Globus’ management expects to clock a c.30% net sales growth in FY11 with
EBITDA margin at c.15% level. As per management, growth in the 30%-range
is achievable over the next 2-3 years, based on which the stock at current
market price appears to be trading at a forward PE of sub-10x.
 Growth drivers: Enhanced IMFL presence, capacity expansion: (a) Though
country liquor accounted for a sizeable chunk of Globus’ revenue (42% in
FY10), the company’s current focus is to enhance presence in the fastergrowing
higher-margin IMFL category. Globus recently launched ‘County Club’
in the regular whisky segment (Jul’10), targeted at the Northern markets
(Haryana, Rajasthan, Punjab, Himachal, UP) and is planning a brandy launch
(semi-premium category) in the Southern markets. The company is targeting
1mn cases of IMFL volume in FY11 (FY10: 0.26mn), (b) Globus is currently
also on the look-out for opportunities for registering with the Canteen Stores
Department (CSD), which is the nodal purchase agency for the Indian Army
and is the largest institutional buyer of alcoholic beverages in the country, (c)
Globus is currently expanding its alcohol manufacturing capacity (28.8mn BL
p.a. to 70mn - expected to be fully operational by Dec’10). Alongside higher
volumes, commissioning of the new capacity would also lead to substantial
savings in power costs and reduce wastage as it eliminates the intermittent
process of separately making rectified spirits and produces ENA directly.

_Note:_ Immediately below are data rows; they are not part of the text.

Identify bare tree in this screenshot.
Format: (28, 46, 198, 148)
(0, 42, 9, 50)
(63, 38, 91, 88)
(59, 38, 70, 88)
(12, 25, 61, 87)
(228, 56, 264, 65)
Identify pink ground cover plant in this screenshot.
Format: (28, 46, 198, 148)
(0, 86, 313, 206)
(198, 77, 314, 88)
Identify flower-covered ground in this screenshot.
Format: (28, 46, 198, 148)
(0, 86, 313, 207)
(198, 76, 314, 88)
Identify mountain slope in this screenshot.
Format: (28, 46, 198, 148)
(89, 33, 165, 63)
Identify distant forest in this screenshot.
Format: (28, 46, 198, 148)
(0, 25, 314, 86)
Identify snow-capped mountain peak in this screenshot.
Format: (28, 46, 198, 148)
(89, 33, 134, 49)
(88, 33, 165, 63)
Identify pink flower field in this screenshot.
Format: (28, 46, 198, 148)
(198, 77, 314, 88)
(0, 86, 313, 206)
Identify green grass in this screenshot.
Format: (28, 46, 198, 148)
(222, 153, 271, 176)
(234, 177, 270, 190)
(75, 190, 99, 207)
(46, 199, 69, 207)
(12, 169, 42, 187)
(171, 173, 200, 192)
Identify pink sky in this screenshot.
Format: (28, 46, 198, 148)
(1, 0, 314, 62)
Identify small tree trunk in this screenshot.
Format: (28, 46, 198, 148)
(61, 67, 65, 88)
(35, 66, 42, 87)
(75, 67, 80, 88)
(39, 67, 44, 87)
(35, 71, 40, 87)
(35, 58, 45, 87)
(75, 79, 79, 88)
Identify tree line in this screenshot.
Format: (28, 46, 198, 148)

 Country liquor unlikely to lose relevance in existing pockets: Country
liquor commands the largest volume share in the Indian alcohol segment and
accounts for the biggest chunk of revenue for Globus (42% in FY10). As per
management, higher IMFL growth notwithstanding, country liquor is unlikely
to lose significance, given the huge retail price differential between it and
IMFL. Significant part of the price differential is on account of a steeper
statutory levy on IMFL, implying that it is difficult for IMFL players to narrow
the price-gap. Typical country liquor consumers include agri-workers in rural
India, construction and industrial workers in towns/cities etc, and hence,
pricing plays a crucial role. Management is exploring opportunities for
geographic expansion to achieve a higher growth rate. However, given the
requirement of setting up manufacturing facilities in each state of operation,
funding tie-up for expansion would be critical.